Guideline-Based Recommendations

Diagnosis

  • Define perioperative hypothermia as core body temperature below 36.0 °C during surgery.
  • Monitor core temperature continuously during and after TURP procedures.

Management

  • Implement temperature management strategies including warming irrigation fluids.
  • Minimize heat loss during surgery through appropriate warming devices and protocols.
  • Address patient anxiety preoperatively to reduce risk factors.

Monitoring & Follow-up

  • Regularly assess body temperature perioperatively in TURP patients.
  • Monitor for signs of hypothermia-related complications such as delayed wound healing and infections.

Risks

  • Recognize increased susceptibility in older patients and those with underlying health conditions.
  • Be aware that hypothermia can prolong anesthesia effects and increase postoperative complications.
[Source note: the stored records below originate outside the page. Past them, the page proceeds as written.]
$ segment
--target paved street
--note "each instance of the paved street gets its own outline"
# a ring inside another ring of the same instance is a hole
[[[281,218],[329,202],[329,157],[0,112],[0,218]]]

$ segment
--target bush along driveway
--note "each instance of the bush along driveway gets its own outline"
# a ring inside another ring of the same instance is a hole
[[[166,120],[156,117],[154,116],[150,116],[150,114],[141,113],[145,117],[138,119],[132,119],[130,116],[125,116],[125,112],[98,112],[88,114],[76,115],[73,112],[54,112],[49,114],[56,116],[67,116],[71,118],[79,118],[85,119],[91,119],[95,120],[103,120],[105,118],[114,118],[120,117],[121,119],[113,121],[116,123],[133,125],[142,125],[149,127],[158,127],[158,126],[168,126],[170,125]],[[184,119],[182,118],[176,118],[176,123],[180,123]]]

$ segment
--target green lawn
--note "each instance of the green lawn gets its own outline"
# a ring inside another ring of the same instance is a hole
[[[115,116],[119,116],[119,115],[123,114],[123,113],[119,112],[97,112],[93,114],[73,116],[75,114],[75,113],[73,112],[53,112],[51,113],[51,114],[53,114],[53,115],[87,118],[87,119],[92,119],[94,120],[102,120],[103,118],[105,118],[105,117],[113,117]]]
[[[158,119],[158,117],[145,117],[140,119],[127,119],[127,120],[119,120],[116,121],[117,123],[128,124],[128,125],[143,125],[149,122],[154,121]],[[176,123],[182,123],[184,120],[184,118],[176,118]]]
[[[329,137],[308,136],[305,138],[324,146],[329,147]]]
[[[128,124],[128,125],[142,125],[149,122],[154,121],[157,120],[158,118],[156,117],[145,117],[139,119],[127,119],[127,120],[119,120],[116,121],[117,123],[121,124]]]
Patient & Prescribing Data

Patients undergoing TURP for benign prostatic hyperplasia, predominantly older males.

Temperature management interventions should be tailored to reduce IPH incidence and improve postoperative outcomes.

Clinical Best Practices

  • Use warmed irrigation fluids during TURP to reduce heat loss.
  • Employ perioperative warming devices to maintain normothermia.
  • Screen and manage preoperative anxiety to mitigate hypothermia risk.
  • Conduct systematic temperature monitoring during and after surgery.
  • Consider patient age and comorbidities when planning perioperative care.